# Amount of exercise/training for 6 month old.



## x0emiroxy0x (Nov 29, 2010)

I have a few questions about what you do/did for your 6 month old...

1. How far (distance or time) do you walk your dog
2. How many times a day do you walk your dog?
3. How much time a day do you spend playing fetch/spending quality time with your dog?
4. If you are on a walk and your dog wants to run do you let it or do you try to maintain a walk the entire time?
5. How many times a week do you socialize at public places (petsmart/ home depot/ tractor supply/ park/ etc.)


Thanks!


----------



## CPH (Sep 8, 2010)

Every dog is different and you will need to take some time figuring out how much exercise your particular dog needs. As far as playing fetch/spending quality time you should aim for as much as possible. The more quality time/learning opportunities you spend with you dog the better the bond and respect your dog will have for you. Try to make everything you do, even routine daily tasks into training opportunities. 

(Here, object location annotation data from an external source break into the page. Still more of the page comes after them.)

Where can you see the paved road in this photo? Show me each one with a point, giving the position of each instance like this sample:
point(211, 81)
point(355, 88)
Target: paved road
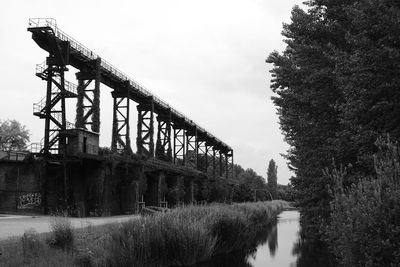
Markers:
point(13, 225)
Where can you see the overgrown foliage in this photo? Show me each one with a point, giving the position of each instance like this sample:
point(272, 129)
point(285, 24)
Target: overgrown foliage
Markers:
point(366, 216)
point(62, 235)
point(180, 237)
point(336, 86)
point(272, 178)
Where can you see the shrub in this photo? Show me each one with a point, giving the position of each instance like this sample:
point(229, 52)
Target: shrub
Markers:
point(185, 235)
point(364, 230)
point(62, 235)
point(31, 244)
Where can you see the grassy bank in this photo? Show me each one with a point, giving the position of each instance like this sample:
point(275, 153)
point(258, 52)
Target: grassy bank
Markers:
point(181, 237)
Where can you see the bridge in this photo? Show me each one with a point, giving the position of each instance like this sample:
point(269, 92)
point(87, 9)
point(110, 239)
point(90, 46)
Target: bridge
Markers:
point(172, 152)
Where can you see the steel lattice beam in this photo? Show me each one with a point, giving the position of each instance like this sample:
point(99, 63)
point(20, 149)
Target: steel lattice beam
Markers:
point(201, 155)
point(121, 142)
point(179, 145)
point(88, 104)
point(145, 134)
point(191, 148)
point(163, 145)
point(230, 167)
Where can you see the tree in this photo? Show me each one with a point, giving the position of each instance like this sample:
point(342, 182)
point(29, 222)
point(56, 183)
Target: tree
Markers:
point(336, 86)
point(272, 178)
point(13, 135)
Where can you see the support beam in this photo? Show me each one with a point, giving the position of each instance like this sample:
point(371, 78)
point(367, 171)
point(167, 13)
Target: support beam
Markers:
point(230, 173)
point(189, 190)
point(214, 163)
point(179, 145)
point(144, 139)
point(201, 155)
point(191, 148)
point(88, 104)
point(121, 142)
point(163, 145)
point(221, 162)
point(52, 108)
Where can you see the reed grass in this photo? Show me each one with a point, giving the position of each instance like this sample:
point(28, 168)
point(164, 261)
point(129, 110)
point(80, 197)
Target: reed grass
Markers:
point(181, 237)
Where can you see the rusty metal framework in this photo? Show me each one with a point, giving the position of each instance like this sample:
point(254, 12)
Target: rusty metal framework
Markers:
point(192, 145)
point(230, 166)
point(221, 164)
point(201, 155)
point(179, 145)
point(88, 104)
point(191, 148)
point(163, 145)
point(52, 107)
point(121, 142)
point(145, 128)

My best suggestion for you as far as socializing your pup is to put him in daycare even once a week. Worked absolute wonders for us!

Good luck!


----------



## SouthernNdN (Nov 17, 2010)

I agree with CPH. However for socializing, I would do it as much as possible with everything and everyone so long as its a contollable setting.

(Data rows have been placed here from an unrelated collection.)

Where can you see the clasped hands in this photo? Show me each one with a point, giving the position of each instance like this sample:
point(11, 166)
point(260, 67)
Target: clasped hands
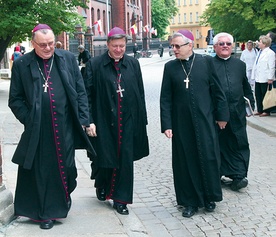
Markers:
point(91, 130)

I have no women in the house, and therefore my girl has an issue with women. She's not defensive, she just doesn't trust them like she does men. She'll do a lick to the hand but thats about it until an hour or so goes by and then she's ok.

As for running while walking. I'm fairly militarized in my walks. She's on my left side at all times, I don't allow her to pass in front of me at all, nor sniff the ground unless I let it be. You want your pup to understand that they need to pay attention to your every move, that way if a situation arises you can control it without any issues or repercussions. 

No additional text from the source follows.